Duyan ang Kadagatan, cradled by the seas, explores the important place of Cebu’s surrounding waters in shaping Cebuano culture and identity. The national artist Resil Mojares traces the origin of the name Cebu to the word “sugbo” which means to wade through shallow waters as one alights from a boat upon arriving at the shoreline. To sugbo through the waters is to be at the crossroad of exchange, to be at the gateways of a new beginning. The very idea of sugbo aligns with the idea of Caribbean historian Kamau Brathwaite’s theory of “tidalectics,” an analytical method based on what he describes as “the movement of the water backwards and forwards as a kind of cyclic motion, rather than linear.” The seas mediate places, the waters enchant time, dance with the winds, and deliver people and cultures from shore to shore.
The etymology of Sugbo comes as no surprise as the history of the Cebuanos is hugely linked with the movements of the tides, of the knowledge of the sea, of stories of long voyages of ancient sea-faring Visayan warriors. As early colonial chroniclers had recorded, Cebu was a bustling international port that serves as the center of social, economic and cultural life of precolonial Visayan society.
The exhibition, therefore, allows for a postcolonial reimagination of Bisayan culture by re/turning to its origins in islandic life that held a land-oceanic continuum, that situates Cebuano social life in an integrated terrestrial-marine space. Furthermore, it hopes to examine the inevitable influence of long colonial subjugation that defined the Philippine archipelago as territories and satellites of colonial presence in this part of the world.

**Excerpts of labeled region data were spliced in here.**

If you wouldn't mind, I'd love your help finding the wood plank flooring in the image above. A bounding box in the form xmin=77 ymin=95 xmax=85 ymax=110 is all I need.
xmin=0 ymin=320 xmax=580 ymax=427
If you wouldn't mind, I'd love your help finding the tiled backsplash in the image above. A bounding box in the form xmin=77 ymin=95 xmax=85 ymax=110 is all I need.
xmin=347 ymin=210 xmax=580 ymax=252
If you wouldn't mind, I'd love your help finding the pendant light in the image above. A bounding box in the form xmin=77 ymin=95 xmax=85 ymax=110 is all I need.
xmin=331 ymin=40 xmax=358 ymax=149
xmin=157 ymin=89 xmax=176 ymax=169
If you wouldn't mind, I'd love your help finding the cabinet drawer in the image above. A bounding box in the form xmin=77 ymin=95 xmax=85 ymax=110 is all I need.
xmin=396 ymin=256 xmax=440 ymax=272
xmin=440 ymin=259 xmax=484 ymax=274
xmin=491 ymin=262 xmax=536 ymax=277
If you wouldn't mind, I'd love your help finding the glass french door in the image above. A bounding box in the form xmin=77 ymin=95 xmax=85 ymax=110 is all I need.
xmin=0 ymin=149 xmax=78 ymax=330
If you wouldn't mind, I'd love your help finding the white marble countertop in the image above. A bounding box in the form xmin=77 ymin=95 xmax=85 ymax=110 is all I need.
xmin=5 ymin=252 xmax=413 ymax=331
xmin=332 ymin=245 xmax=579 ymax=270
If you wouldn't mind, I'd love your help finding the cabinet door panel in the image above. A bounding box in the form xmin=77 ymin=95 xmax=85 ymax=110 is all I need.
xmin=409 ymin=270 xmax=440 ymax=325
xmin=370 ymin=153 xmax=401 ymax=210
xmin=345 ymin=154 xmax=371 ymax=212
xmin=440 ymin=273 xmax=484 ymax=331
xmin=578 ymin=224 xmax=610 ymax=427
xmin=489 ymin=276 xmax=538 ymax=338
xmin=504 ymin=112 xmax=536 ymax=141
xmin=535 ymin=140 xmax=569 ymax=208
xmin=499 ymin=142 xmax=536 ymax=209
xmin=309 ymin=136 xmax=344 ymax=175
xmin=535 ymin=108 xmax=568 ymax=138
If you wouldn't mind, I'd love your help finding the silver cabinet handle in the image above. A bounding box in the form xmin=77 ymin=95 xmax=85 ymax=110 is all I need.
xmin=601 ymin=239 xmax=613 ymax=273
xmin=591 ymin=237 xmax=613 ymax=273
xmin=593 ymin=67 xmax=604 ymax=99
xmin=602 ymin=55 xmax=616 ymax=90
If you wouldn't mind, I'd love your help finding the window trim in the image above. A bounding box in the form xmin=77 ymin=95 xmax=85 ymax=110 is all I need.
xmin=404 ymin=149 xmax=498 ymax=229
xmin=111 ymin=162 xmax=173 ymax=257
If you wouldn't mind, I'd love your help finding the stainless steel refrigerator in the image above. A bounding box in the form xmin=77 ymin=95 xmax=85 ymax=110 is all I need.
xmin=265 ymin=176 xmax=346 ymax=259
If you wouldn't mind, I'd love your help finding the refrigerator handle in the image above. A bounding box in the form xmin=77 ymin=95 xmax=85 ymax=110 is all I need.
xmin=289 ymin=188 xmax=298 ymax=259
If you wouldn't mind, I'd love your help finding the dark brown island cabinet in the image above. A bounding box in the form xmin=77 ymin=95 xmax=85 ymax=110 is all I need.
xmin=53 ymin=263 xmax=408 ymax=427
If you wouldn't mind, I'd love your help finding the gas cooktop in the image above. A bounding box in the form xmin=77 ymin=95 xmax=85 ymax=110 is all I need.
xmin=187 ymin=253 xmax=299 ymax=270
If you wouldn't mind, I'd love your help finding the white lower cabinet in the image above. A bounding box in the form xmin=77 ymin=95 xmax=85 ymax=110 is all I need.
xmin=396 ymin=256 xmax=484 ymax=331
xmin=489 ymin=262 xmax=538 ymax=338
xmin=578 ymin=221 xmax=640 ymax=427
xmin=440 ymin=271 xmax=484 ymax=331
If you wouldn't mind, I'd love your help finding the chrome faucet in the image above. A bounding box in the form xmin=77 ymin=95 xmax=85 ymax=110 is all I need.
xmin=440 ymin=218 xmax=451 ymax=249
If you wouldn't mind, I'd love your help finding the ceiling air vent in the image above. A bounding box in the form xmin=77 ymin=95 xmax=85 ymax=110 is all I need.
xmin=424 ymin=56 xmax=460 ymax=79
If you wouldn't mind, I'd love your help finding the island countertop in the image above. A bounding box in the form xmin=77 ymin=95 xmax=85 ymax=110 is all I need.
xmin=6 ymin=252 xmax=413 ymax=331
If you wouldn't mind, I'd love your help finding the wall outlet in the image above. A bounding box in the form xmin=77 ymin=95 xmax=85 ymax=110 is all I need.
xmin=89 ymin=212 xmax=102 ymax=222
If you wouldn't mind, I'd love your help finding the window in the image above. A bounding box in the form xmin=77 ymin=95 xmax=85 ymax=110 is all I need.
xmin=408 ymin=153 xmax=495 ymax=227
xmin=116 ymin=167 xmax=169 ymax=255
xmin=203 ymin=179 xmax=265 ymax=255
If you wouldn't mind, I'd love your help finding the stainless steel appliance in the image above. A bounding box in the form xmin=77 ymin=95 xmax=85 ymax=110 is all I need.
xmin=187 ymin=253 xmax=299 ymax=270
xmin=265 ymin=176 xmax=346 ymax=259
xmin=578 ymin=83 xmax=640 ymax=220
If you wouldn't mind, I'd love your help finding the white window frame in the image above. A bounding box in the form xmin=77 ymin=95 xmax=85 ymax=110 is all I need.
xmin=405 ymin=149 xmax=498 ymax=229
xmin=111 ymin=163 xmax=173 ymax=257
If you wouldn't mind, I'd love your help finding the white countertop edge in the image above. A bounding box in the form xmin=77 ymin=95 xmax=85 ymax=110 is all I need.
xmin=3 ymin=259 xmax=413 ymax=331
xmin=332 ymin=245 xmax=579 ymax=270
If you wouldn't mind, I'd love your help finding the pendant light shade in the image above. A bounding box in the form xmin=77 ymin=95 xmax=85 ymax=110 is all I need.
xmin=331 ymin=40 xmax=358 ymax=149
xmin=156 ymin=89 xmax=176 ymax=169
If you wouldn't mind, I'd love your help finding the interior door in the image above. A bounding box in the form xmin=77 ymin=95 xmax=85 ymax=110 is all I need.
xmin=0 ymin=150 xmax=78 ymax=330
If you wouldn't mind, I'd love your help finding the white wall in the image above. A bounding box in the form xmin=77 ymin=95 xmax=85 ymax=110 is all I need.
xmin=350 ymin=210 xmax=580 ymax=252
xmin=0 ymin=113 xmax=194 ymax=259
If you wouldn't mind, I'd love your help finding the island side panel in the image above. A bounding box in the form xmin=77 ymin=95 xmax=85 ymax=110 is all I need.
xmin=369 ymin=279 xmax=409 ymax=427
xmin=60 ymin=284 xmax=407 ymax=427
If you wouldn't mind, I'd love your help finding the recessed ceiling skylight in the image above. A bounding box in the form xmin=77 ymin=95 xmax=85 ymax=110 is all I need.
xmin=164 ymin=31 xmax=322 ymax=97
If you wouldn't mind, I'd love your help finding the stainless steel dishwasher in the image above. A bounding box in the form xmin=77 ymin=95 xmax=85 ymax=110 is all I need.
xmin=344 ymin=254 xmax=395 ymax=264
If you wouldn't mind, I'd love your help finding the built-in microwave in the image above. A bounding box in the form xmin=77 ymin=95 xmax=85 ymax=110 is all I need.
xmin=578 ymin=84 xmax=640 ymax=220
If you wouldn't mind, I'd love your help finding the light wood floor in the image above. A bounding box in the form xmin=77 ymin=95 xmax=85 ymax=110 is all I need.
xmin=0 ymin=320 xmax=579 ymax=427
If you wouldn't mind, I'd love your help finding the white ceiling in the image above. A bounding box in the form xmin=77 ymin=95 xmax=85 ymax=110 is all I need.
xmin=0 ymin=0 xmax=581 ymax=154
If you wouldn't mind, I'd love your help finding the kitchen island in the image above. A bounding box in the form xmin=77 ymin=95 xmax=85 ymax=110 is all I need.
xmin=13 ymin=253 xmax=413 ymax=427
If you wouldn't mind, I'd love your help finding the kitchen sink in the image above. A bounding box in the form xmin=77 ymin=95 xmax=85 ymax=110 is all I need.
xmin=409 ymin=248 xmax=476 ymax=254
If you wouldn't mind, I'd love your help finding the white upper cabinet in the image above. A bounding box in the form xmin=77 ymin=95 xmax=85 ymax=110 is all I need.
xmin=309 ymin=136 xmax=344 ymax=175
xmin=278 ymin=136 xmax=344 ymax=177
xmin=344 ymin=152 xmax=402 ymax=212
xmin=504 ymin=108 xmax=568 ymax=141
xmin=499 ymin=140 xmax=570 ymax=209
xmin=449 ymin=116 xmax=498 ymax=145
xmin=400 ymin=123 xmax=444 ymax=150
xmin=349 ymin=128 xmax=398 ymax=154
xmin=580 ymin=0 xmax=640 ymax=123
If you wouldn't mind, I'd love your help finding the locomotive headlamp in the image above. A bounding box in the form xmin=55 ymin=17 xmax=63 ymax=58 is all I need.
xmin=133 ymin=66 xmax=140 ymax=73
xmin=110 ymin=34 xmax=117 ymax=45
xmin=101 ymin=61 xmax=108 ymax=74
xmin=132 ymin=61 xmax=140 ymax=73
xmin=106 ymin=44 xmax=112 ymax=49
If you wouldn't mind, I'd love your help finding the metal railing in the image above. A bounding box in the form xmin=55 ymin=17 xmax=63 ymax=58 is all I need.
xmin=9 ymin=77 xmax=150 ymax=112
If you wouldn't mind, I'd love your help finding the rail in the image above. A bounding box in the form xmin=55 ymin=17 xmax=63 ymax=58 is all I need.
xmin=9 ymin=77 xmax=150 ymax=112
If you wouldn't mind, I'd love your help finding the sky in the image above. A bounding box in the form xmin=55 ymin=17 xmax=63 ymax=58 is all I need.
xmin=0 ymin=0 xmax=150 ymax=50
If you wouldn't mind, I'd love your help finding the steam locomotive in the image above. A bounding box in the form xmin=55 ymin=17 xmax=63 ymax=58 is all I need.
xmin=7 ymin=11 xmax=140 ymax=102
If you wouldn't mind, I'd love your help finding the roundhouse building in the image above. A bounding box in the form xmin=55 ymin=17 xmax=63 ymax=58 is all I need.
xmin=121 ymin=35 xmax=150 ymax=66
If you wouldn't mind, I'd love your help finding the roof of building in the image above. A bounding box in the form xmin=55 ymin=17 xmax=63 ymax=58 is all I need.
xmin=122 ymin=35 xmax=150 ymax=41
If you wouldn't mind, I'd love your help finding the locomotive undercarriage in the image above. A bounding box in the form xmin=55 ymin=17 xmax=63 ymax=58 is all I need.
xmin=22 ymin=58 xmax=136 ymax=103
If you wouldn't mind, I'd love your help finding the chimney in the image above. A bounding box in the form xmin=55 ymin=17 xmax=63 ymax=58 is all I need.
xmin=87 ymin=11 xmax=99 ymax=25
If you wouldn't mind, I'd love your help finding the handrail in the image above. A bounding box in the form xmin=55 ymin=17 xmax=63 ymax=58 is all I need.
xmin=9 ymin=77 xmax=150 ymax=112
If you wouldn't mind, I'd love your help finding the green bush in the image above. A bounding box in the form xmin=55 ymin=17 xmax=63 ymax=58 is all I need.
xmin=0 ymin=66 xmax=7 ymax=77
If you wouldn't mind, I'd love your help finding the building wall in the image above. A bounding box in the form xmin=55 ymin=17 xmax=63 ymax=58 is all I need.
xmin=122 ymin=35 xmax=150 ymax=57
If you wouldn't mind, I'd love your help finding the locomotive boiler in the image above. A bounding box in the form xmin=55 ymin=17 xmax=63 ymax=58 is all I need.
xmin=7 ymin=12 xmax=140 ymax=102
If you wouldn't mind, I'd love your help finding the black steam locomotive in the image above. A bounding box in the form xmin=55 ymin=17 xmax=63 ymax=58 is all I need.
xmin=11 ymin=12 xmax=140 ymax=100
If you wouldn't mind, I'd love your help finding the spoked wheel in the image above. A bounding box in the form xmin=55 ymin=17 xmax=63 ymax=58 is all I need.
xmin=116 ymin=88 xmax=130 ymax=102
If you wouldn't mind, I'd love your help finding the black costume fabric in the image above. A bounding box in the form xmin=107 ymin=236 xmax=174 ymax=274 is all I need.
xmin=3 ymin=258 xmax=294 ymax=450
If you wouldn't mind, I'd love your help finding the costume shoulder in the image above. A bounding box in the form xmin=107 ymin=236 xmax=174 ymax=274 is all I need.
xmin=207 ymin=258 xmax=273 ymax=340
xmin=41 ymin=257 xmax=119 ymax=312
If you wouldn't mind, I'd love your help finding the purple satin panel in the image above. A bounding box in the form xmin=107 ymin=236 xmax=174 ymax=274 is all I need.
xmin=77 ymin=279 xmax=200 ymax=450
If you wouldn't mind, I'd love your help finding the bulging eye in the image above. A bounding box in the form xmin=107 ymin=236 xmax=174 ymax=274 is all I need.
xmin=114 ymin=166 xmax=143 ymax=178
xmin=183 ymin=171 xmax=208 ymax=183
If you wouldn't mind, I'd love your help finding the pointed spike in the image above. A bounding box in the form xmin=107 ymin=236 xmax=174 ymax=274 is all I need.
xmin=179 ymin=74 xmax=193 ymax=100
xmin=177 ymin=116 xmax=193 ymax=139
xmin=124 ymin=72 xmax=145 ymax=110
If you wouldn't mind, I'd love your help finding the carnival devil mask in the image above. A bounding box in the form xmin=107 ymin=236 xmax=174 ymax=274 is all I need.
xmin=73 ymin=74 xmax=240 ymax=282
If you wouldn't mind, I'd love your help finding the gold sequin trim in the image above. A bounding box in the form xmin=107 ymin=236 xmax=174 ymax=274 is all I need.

The exhibition studies the island communities of Zaragoza islet in Badian, Olango, Camotes, Hilotongan and Bantayan islands, exploring various aspects of islandic cultures including boat-building traditions, fishing methods, and implements, intangible knowledge like sea routes, fishing seasons and ethnoastronomy, faith, and belief systems. It explores Cebuano's creativity and ingenuity expressed in the communities’ foodways, boat designs, and shellcraft. Above all, it highlights the heroism of local fisherfolks in ensuring marine food security and protecting the seas amidst growing ecological concerns.
The idea of aquapelago is to allow the waters to speak, enchant us again with its stories, reveal its secrets and troubles, and ultimately endow us with a kind of eco-consciousness, to think with water as a step towards rediscovering and harnessing the cultural knowledge of island communities to mitigate pressing environmental concerns.